I'm trying to decompress a block of memory but I don't know it's original uncompressed size, however, I do know the maximum size this original block of memory could ever be.
Is there any way to decompress with LZ4 without knowing the original uncompressed size?
Short-Story-Long: I'm serializing a bunch of variables into a stringstream using a third party library called Cereal. Cereal will serialize your data into a stringstream using a 'portable binary format' which means the endianness is preserved and even converted to that of the host machines during deserialization if needed. The stringstream is then compressed using LZ4 and transmitted to a remote machine for decompression and deserialization.
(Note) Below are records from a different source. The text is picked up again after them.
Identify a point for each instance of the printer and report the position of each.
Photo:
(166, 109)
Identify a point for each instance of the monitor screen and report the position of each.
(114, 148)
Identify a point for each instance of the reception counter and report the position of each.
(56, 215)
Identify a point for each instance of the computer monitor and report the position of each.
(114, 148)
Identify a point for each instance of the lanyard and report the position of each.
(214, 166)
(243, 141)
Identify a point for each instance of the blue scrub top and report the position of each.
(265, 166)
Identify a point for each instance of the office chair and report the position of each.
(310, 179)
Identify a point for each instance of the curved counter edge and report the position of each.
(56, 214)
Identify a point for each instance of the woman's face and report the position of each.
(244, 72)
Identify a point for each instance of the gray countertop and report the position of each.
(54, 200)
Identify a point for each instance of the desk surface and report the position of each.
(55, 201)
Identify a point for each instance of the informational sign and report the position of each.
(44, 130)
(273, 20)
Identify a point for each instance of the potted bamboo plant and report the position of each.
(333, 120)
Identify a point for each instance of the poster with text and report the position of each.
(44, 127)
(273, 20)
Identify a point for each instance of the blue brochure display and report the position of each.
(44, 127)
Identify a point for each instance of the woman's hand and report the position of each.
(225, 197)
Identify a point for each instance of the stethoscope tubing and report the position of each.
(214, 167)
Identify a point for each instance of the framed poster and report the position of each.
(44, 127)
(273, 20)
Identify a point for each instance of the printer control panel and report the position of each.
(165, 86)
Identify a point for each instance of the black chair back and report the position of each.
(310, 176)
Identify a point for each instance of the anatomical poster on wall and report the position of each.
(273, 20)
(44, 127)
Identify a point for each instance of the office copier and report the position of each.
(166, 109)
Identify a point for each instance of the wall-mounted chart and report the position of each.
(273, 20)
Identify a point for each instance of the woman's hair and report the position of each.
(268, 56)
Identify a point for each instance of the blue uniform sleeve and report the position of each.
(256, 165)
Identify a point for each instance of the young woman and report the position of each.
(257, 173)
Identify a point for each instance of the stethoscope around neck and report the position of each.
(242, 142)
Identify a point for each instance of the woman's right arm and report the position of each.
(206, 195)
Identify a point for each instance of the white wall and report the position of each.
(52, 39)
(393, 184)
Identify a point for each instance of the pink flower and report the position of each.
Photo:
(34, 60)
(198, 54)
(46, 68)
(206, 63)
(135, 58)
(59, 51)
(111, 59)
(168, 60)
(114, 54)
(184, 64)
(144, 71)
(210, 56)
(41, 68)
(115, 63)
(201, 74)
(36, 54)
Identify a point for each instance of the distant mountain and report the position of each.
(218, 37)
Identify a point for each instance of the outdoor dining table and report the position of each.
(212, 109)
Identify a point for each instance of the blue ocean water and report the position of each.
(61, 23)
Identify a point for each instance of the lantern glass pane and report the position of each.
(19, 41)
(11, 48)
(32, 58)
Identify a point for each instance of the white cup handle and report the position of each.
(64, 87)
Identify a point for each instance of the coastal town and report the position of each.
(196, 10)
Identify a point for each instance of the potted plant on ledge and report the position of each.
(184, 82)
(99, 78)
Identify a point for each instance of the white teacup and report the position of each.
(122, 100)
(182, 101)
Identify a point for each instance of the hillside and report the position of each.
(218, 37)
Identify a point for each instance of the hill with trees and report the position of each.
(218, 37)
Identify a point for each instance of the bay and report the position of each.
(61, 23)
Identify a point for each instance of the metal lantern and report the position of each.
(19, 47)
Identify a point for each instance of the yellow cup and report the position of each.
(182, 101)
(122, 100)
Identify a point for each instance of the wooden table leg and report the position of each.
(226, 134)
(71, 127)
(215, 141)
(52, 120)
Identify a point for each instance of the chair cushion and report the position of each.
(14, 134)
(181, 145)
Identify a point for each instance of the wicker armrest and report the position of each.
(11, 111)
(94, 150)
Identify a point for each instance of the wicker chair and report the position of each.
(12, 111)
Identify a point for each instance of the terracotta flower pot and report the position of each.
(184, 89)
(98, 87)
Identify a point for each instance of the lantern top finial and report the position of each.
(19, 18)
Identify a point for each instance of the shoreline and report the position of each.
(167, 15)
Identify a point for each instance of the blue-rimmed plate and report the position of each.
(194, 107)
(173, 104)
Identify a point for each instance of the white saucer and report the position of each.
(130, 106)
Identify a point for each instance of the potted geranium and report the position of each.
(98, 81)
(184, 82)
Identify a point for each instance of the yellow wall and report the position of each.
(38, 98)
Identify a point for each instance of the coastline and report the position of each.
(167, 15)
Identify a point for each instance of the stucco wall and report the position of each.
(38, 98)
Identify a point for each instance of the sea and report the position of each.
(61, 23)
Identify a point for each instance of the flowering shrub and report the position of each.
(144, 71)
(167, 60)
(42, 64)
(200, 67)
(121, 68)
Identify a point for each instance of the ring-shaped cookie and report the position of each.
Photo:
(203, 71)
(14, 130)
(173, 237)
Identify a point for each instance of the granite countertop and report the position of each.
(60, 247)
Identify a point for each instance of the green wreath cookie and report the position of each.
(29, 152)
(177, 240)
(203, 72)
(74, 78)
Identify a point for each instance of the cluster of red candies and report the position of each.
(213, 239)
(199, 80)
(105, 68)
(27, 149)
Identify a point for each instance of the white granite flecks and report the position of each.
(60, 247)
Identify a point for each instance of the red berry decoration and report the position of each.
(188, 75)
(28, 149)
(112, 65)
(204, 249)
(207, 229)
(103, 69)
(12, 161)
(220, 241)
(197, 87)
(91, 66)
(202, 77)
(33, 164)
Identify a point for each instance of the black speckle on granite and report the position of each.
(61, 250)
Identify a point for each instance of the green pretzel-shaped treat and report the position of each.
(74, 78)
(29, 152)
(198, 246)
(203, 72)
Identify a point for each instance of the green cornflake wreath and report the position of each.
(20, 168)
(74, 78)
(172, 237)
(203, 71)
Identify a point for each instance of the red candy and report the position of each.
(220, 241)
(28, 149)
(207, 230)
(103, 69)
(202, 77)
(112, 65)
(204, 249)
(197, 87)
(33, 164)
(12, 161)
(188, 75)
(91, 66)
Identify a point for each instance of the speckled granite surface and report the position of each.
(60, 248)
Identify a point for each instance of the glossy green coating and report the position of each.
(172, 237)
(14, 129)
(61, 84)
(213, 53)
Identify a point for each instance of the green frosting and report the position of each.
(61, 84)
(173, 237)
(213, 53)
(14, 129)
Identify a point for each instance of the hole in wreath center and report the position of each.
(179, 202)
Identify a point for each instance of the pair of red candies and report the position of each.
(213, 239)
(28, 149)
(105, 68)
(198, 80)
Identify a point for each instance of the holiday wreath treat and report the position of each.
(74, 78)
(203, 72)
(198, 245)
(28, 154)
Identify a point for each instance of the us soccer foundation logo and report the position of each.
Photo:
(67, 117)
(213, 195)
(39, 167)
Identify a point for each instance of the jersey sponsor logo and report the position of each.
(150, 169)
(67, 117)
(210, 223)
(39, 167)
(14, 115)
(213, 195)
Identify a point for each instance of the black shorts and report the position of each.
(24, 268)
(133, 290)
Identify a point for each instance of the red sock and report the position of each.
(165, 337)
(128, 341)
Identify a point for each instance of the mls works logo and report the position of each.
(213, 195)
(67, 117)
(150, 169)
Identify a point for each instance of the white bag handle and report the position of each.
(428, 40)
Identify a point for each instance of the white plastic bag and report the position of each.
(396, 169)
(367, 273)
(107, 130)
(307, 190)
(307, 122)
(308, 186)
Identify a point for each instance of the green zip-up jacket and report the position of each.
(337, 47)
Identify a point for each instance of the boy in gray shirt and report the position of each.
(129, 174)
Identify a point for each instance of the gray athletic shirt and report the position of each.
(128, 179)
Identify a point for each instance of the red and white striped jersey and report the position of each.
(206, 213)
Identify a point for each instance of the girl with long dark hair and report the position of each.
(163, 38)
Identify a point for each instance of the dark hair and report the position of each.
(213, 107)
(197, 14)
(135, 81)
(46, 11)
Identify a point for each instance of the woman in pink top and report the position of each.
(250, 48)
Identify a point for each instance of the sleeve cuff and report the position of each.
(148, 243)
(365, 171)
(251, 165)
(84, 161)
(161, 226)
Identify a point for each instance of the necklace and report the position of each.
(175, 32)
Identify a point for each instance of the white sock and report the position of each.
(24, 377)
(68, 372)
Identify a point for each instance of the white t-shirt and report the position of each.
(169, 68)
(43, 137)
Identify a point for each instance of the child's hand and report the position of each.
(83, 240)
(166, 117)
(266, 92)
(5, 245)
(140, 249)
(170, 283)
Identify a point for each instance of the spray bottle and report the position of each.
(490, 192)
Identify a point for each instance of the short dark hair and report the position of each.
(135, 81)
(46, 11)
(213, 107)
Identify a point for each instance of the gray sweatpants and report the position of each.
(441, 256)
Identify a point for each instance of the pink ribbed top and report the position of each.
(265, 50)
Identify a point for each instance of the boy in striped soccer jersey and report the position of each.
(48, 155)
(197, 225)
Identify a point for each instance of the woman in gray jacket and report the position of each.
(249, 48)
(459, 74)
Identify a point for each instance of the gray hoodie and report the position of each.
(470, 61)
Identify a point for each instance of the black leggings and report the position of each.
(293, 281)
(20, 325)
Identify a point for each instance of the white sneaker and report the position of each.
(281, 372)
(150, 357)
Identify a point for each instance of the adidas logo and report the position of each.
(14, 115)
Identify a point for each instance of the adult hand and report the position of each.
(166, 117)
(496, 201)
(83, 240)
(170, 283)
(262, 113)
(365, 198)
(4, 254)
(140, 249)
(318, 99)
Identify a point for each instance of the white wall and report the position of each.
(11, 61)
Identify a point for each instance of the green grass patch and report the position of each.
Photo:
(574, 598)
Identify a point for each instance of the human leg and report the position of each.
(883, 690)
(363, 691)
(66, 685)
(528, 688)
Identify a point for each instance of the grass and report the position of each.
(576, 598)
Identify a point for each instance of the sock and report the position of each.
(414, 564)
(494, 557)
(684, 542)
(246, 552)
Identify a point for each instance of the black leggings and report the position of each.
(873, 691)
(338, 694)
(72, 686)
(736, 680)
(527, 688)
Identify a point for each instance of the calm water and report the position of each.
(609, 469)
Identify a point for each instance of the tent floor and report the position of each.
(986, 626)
My issue is that LZ4 will output a memory block of compressed data and an integer specifying the compressed data's size. To decompress you need the compressed size and original size and I'm only sending over the compressed data block to the remote machines.
SO, is there any way to decompress a block of data with LZ4 without knowing it's original compressed size? Essentially 'start decompression, when you run out of data you're done'
答案 0 :(得分:1)
The function LZ4_decompress_safe
(see https://github.com/Cyan4973/lz4/blob/master/lib/lz4.c#L1288) seems to require only the maximal decompressed size. In this case, you can allocate a buffer large enough for decompression and use it.
So either that, or transfer the original uncompressed size to the remote machines as well.